Even when, later in the section, Klimt begins to realize the harm that the artist and model relationship can create, he does his best to dismiss his misgivings. Klimt watches Egon sketch Judith and thinks, “Schiele would endure much suffering feeding his talent, but how much would he inflict? Klimt wondered for an instant […] if he had caused suffering while feeding his talent. Then he tried to shake the thought out of his head like a dog clearing water from its ears” (63). Klimt only considers his own culpability for ”an instant” before shaking off his own guilt. Egon serves as a mirror for Klimt’s shortcomings, but Klimt cannot face the moral quandary of profiting from women’s bodies. The image of him whipping off the unaccustomed guilty thought like an animal underscores how instinctive his response is: Like a dog that immediately tries to get dry, Klimt cannot sit with his own culpability for long.

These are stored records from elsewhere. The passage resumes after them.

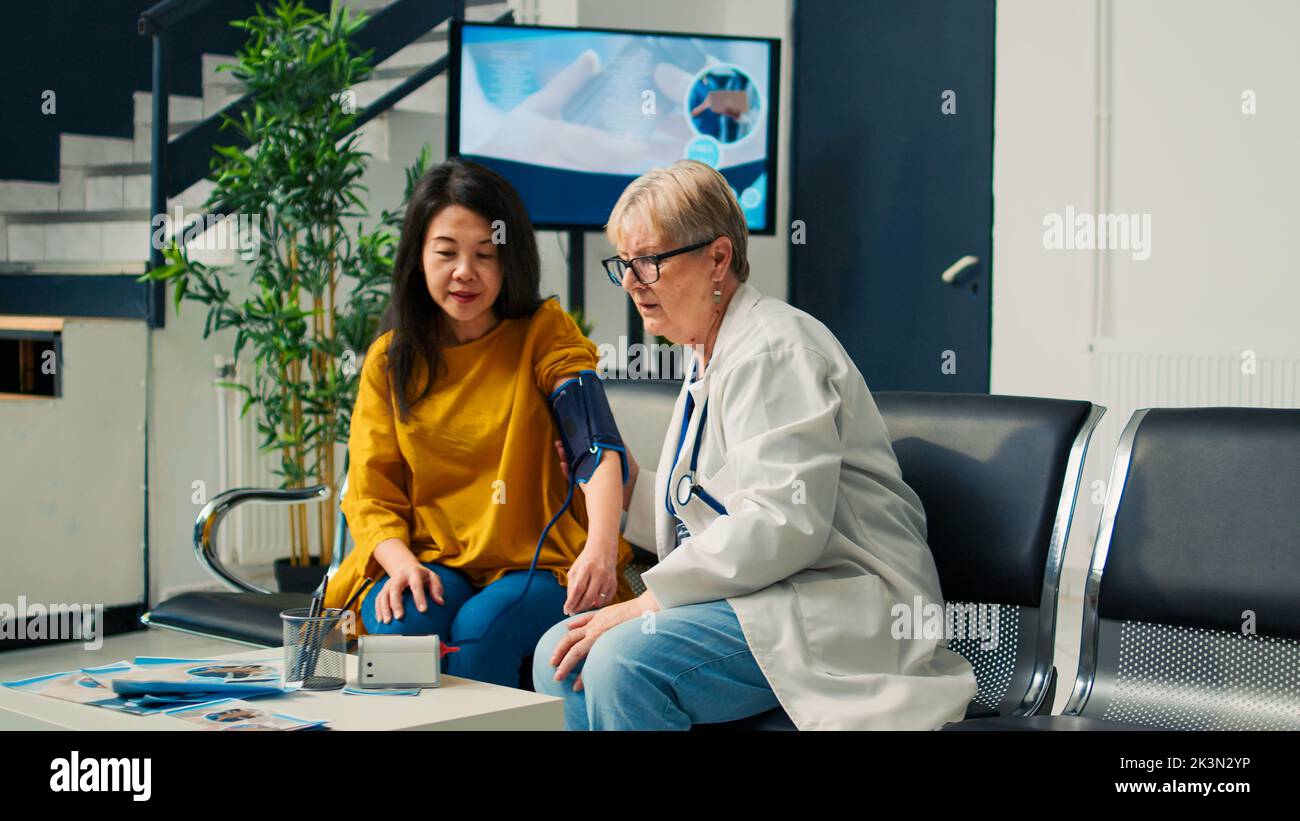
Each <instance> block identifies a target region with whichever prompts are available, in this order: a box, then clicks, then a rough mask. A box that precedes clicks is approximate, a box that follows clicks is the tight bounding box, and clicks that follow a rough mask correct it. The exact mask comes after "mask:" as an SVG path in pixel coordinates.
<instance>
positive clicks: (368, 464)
mask: <svg viewBox="0 0 1300 821" xmlns="http://www.w3.org/2000/svg"><path fill="white" fill-rule="evenodd" d="M391 335H393V334H391V331H390V333H386V334H383V335H382V336H380V338H378V339H377V340H374V344H372V346H370V349H369V351H368V352H367V355H365V360H364V362H363V365H361V379H360V385H359V387H357V395H356V407H355V409H354V411H352V427H351V433H350V436H348V482H347V494H346V495H344V498H343V501H342V508H343V514H344V516H346V517H347V525H348V530H350V531H351V535H352V539H354V540H355V543H356V546H355V547H354V548H352V551H351V552H350V553H348V555H347V557H346V559H344V560H343V562H342V564H341V566H339V570H338V573H337V574H335V577H334V579H331V582H330V586H329V592H328V595H326V598H325V607H343V604H346V603H347V601H348V600H351V599H352V596H354V594H357V592H359V591H360V590H361V586H363V585H365V583H367V579H378V578H381V577H382V575H383V568H382V566H381V565H380V562H378V561H376V560H374V557H373V553H374V548H376V547H377V546H378V544H380V543H381V542H383V540H385V539H391V538H398V539H402V540H403V542H406V543H407V544H408V546H409V547H411V551H412V552H413V553H415V556H416V559H419V560H420V561H437V562H438V564H441V565H443V566H447V568H455V569H458V570H460V572H461V573H464V574H465V575H467V577H468V578H469V581H471V582H472V583H473V585H474V586H476V587H484V586H486V585H490V583H491V582H494V581H497V579H498V578H500V577H502V575H503V574H504V573H506V572H508V570H526V569H528V565H529V562H530V561H532V557H533V551H534V549H536V547H537V538H538V537H539V535H541V531H542V527H545V526H546V522H547V521H550V518H551V517H552V516H554V514H555V512H556V511H559V509H560V505H562V504H563V503H564V496H565V494H567V491H568V481H567V479H565V478H564V474H563V473H562V472H560V465H559V457H558V456H556V453H555V446H554V442H555V438H556V433H555V423H554V421H552V418H551V413H550V405H549V403H547V398H549V396H550V394H551V390H552V388H554V386H555V383H556V382H558V381H559V379H562V378H567V377H571V375H575V374H577V372H578V370H584V369H590V370H594V369H595V366H597V357H595V346H593V344H591V342H590V340H589V339H588V338H586V336H584V335H582V331H581V330H580V329H578V327H577V325H576V323H575V322H573V320H572V318H569V316H568V314H567V313H564V309H563V308H560V305H559V303H558V301H555V300H554V299H550V300H546V301H545V303H543V304H542V307H541V308H538V309H537V312H536V313H534V314H533V316H532V317H529V318H517V320H503V321H502V322H500V323H498V325H497V327H494V329H493V330H491V331H489V333H487V334H486V335H484V336H481V338H480V339H476V340H473V342H471V343H467V344H463V346H455V347H445V348H443V349H442V353H443V357H445V361H446V373H445V374H442V375H439V377H438V379H437V381H435V382H434V385H433V388H432V391H430V392H429V395H428V396H425V399H424V400H421V401H420V403H419V404H416V405H415V407H413V408H411V417H409V420H408V421H406V422H403V421H400V418H399V417H398V413H396V405H395V404H394V401H393V400H391V399H390V391H389V386H387V377H386V368H387V356H386V353H387V347H389V342H390V339H391ZM422 377H424V372H422V369H420V368H417V369H416V373H415V385H422V383H424V382H422ZM586 521H588V520H586V505H585V500H584V494H582V490H581V488H580V487H578V488H575V491H573V501H572V505H571V508H569V511H568V512H567V513H565V514H564V516H562V517H560V518H559V521H556V522H555V526H554V527H551V531H550V533H549V534H547V537H546V543H545V544H543V546H542V552H541V556H539V557H538V560H537V569H538V572H542V570H550V572H551V573H554V575H555V578H556V579H558V581H559V583H560V585H564V586H567V583H568V569H569V566H571V565H572V564H573V560H575V559H577V556H578V553H580V552H581V551H582V546H584V543H585V540H586ZM630 560H632V548H630V546H629V544H628V542H627V540H625V539H623V537H619V560H617V568H619V591H617V596H616V600H617V601H627V600H630V599H632V598H633V594H632V590H630V587H629V586H628V583H627V579H624V577H623V570H624V568H625V566H627V565H628V562H629V561H630ZM363 598H364V594H363V595H360V596H356V600H355V601H354V603H352V604H351V608H350V609H351V611H352V612H354V613H356V616H357V618H356V626H357V630H359V631H360V633H364V631H365V627H364V625H363V624H361V620H360V603H361V599H363Z"/></svg>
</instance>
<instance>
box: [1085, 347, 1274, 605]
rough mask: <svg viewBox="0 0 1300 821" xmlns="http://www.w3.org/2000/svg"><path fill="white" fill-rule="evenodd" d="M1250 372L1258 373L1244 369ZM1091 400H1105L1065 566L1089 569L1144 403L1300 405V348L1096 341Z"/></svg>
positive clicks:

Wally’s thoughts as Klimt arranges her new living situation with Egon demonstrate her lack of agency, showing her inability to navigate Objectification and Bodily Autonomy. Wally struggles to pay rent in Vienna, so she must resort to using her body to model for Klimt. While this is not sex work, the connection between the two is quickly established. When Klimt arranges for Wally to model for Egon, Egon expresses interest in drawing Wally naked—a desire that Wally correctly interprets as an unspoken assumption: “Well, I guess I’m fucking this skinny wretch tonight” (40). Wally understands Egon’s expectations; she must both model for him, and also sleep with him to earn her keep. Wally is not attracted to Egon, referring to him negatively as a “skinny wretch”; their arrangement is not a source of pleasure but an imposition on her bodily autonomy. Egon’s art is thus based on the commodification of Wally’s physical being.